CSF and brain MGWAS identify hundreds of novel and tissue specific metabolite associations
We performed the largest MGWAS to date in both CSF (N = 2,602) and brain (N = 1,016) tissues. In CSF, significant associations (metabolites-genetic locus pairs) were defined as those with: 1) nominal significance in discovery and replication; 2) effects in the same direction; and 3) study-wide significance in meta-analysis (P < 2.79×10− 10; Supplementary Fig. 1; See material and methods for additional details). Among 440 CSF metabolites we identified a total of 192 associations for 144 metabolites at 102 distinct loci (Fig. 1a&b, Supplementary Fig. 4a&5a, Supplementary Tables 5&6). The effect sizes of the index variants between discovery and replication showed high correlation (r = 0.97; Supplementary Fig. 6), indicating high replicability and that both stages contributed to the association. Of these 192 associations, 173 associations belong to 130 well characterized metabolites (123 non-xenobiotics and 7 xenobiotics) and 19 associations belong to 14 minimally characterized metabolites (Supplementary Table 2&5).

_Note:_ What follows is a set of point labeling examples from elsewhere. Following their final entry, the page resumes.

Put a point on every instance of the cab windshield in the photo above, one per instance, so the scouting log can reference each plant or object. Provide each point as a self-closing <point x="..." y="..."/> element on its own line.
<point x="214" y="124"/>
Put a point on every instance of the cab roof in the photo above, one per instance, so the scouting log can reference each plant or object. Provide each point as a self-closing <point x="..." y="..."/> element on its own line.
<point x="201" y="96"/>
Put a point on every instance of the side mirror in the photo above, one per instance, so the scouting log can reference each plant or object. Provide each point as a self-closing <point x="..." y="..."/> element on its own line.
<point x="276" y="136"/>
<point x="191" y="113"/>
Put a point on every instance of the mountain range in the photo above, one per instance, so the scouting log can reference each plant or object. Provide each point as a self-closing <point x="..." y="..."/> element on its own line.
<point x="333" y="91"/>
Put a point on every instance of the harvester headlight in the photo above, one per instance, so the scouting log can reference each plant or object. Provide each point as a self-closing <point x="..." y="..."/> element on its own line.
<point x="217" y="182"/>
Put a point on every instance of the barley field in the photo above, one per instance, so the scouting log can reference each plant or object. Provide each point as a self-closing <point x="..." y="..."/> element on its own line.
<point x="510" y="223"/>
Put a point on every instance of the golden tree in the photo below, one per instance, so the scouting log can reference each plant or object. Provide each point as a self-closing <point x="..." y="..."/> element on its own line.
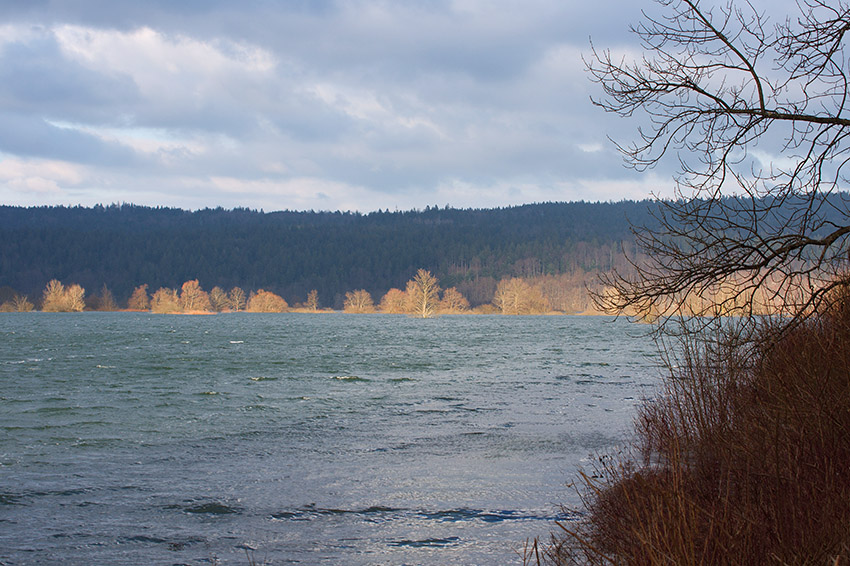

Given the potentially complex nature of certain associations, we performed conditional analysis to identify independent associations within the identified regions. To be considered as an independent signal, we required that the variant passed the study-wide threshold (P < 2.79×10− 10) in the conditional analyses. Of the 192 associations, 13 had two independent signals, and seven had three independent signals (Supplementary Fig. 7a). Therefore, in CSF we identified a total of 219 independent association signals for 144 metabolites at 102 loci. Of the seven association regions with three signals, two were novel (Supplementary Table 5). One of them was an association between methylmalonate (MMA) and the ACSF3 region (16q24.3). Its primary signal included a missense variant (rs11547019 - p.Ala17Pro) for malonyl-CoA synthetase family member 3. While the two additional signals did not include any SNP that modifies protein sequence, but harbored known expression quantitative loci (eQTLs;P < 10− 4) for ACSF3. In the other case, three independent signals were found at the CNDP1 gene region which was associated with homocarnosine, a substrate of CNDP1’s encoded enzyme. While the primary signal (rs56042934) was intronic to CNDP1 with unknown mechanism of action, the two other signals cause benign (rs73973908) and deleterious (the lead variant rs140836083) missense changes to the enzyme. In addition, there could be an underestimation in the number of independent signals, because the use of study-wide threshold can be too stringent. In fact, associations with higher significance are more likely to have complex regions based on student’s t test (student’s t = 3.24, P = 4 ×10− 3; Supplementary Fig. 7b). Regardless, these results indicated that several independent signals may regulate metabolites levels in the same locus through multiple independent events (some signals change protein sequence or even protein function, and others alter protein level by modifying mRNA level)17,21.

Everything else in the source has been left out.